Régulations des mouvements de capitaux

La volatilité des capitaux est dangereuse pour la plupart des économies. Les Etats doivent mettre en place des législations pour réguler les transferts de capitaux, tout comme il faut lutter contre l’argent sale, les paradis fiscaux et les circuits de blanchiment. Propositions :

  • Lutter contre l’argent sale en soumettant les places financières offshore à un contrôle international.

  • Etablir une taxe ou fixer des règles pour obliger les investisseurs à fixer leurs capitaux pour une période minimum, à l’instar de ce qu’a fait le Chili qui oblige les investisseurs à rester au moins un an dans le pays et à déposer 30 % du capital importé dans une banque centrale.

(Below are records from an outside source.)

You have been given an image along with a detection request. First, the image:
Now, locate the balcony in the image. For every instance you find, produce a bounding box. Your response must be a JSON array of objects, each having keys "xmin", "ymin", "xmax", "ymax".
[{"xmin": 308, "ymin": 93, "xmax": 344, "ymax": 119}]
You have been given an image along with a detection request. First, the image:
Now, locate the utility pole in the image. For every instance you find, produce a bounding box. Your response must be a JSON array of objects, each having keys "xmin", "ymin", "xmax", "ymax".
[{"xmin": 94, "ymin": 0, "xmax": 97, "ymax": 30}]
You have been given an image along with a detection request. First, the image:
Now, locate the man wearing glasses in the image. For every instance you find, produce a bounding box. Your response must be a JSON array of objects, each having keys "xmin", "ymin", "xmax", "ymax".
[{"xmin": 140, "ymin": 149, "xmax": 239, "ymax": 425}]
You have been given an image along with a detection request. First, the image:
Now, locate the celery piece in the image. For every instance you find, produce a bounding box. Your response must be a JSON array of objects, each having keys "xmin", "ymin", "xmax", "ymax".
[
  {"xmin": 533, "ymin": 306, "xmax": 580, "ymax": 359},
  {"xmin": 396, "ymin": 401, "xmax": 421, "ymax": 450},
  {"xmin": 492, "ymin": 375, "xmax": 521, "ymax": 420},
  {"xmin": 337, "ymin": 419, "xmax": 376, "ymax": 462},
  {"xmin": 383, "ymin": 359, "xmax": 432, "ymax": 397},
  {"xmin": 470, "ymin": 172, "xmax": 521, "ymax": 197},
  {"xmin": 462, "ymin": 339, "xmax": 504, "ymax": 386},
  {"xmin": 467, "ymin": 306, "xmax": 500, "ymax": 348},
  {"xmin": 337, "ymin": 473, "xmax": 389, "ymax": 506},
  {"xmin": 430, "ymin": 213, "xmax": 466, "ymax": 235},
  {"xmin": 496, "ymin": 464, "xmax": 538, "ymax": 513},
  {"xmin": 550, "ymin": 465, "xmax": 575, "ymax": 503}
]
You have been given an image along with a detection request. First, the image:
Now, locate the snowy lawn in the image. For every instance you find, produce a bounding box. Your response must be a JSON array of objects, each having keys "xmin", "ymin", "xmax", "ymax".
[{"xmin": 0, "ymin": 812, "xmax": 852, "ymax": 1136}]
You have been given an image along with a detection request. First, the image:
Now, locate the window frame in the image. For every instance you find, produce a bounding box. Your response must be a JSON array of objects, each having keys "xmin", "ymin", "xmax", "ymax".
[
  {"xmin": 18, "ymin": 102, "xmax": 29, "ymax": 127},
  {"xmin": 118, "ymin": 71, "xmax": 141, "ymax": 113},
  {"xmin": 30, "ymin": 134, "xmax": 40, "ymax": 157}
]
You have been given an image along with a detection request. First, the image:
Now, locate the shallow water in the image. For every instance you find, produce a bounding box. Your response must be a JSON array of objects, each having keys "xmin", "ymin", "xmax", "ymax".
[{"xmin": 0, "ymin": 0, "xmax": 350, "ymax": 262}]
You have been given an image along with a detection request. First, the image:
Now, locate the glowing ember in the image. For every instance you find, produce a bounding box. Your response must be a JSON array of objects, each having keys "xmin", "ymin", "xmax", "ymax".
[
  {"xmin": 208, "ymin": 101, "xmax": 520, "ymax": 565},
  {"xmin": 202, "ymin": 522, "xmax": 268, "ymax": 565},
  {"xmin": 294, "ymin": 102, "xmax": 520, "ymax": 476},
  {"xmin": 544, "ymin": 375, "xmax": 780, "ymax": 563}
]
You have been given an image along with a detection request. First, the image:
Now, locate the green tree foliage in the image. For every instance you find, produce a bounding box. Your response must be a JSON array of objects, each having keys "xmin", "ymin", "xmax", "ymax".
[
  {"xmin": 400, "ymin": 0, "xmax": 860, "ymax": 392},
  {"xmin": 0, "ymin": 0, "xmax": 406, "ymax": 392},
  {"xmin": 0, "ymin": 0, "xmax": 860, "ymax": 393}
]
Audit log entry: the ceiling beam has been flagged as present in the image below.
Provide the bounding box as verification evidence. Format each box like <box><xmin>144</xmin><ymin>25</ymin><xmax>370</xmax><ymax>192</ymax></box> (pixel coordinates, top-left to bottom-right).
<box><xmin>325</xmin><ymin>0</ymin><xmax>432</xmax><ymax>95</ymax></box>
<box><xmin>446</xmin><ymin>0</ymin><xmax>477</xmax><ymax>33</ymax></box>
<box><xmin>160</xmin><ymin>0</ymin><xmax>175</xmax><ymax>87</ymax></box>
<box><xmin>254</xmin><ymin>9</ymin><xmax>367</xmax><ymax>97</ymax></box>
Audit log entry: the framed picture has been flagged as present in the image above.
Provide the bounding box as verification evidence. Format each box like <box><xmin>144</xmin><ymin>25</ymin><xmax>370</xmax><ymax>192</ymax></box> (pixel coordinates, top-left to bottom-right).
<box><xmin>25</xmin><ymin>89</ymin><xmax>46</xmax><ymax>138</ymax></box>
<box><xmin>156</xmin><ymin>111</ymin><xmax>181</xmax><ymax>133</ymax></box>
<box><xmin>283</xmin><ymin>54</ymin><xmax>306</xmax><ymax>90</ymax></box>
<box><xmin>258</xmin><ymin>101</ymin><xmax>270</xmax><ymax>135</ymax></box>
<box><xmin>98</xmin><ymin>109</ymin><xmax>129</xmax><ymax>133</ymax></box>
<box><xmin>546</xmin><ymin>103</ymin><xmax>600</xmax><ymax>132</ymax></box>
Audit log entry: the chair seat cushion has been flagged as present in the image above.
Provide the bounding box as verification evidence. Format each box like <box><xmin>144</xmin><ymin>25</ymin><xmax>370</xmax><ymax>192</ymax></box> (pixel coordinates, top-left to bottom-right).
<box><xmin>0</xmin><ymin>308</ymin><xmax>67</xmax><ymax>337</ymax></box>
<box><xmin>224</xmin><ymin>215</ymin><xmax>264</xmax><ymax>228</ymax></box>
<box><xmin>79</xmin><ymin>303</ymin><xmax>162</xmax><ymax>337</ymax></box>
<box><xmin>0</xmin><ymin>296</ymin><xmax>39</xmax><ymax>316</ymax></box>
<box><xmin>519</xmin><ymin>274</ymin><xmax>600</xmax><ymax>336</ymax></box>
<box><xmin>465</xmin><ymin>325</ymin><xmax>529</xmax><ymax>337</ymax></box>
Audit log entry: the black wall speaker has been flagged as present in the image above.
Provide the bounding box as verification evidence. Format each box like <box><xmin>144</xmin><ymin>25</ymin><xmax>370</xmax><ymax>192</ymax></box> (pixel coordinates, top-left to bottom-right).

Régulation des biens publics

Les biens publics sont des ressources en accès libre qui peuvent être « consommées » par tous, comme l’air, l’eau, le sol, la biodiversité, le climat, l’éducation, la santé, la paix, etc. Leur régulation, pour éviter leur destruction ou leur appropriation privée, suppose une intervention publique. Les diverses catégories de biens publics nécessitent un traitement différenciés, selon qu’ils sont en quantité finie ou infinie, qu’ils sont détruits par l’usage ou non, qu’ils sont produits par l’homme ou donnés par la nature, etc. Certains sont adaptés à une gestion par le marché (celle-ci pouvant être régulée par les pouvoirs publics), d’autres appellent une intervention publique forte. Propositions :

  • Favoriser l’autocontrôle des ressources naturelles par les populations locales, par exemple les forêts ou les stocks de poissons.

  • Encourager le tourisme vert contrôlé par les populations locales.

  • Faire pression sur les entreprises pour qu’elles assument leurs responsabilités sociales et environnementales.

3. Un Etat stratège

L’Etat a un rôle à jouer dans le développement économique et social, en évitant bien entendu tout dirigisme et toute démagogie, mais en assumant sa place dans le pilotage du pays. Le concept de planification doit être remplacé par l’élaboration de visions stratégiques à la fois flexibles et élaborées de façon concertée. L’Etat doit voir loin devant et appuyer l’innovation, mais en s’appuyant sur la culture et les savoir-faire locaux. Marier tradition et modernité est un des gages de succès de toute action de développement.

Pour être au service du développement, l’Etat doit être partenaire du secteur privé et non pas adversaire ni soumis à lui. Il doit s’adapter aux économies modernes, de plus en plus immatérielles et tournées vers la connaissance. Il est également nécessaire de diriger les incitations étatiques vers les petites et moyennes entreprises et de protéger les industries naissantes, par exemple en développant des structures d’appui à la création d’entreprises.

4. Un Etat solidaire

Garantir la santé et l’éducation fait partie des grandes missions de l’Etat. Plusieurs propositions peuvent être faites pour améliorer ces politiques, sur la base du succès de certaines initiatives, comme les centres de santé Gonoshastaya Kendra du Bengladesh ou le Collège aux pieds nus de l’Inde. En Inde, les dépenses de santé ne représentent que 2 % du budget de l’Etat et celles d’éducation seulement 5 %. Quelle est la responsabilité de l’Etat et celle des institutions financières internationales qui ont contraint les pays du Sud à réduire drastiquement leurs dépenses ?

L’Etat doit assurer une fonction de redistribution. L’équité est un impératif. L’Etat a un droit, qui est de prélever l’impôt. Il a aussi un devoir, qui est de redistribuer.

 

Références documentaires

Delphine ASTIER et al. Réinventer l’Etat. Propositions pour repenser l’action publique à l’ère de la mondialisation. Editions Charles-Léopold Mayer, 2005, Cahiers de propositions pour le XXIe siècle n°18, 186 p.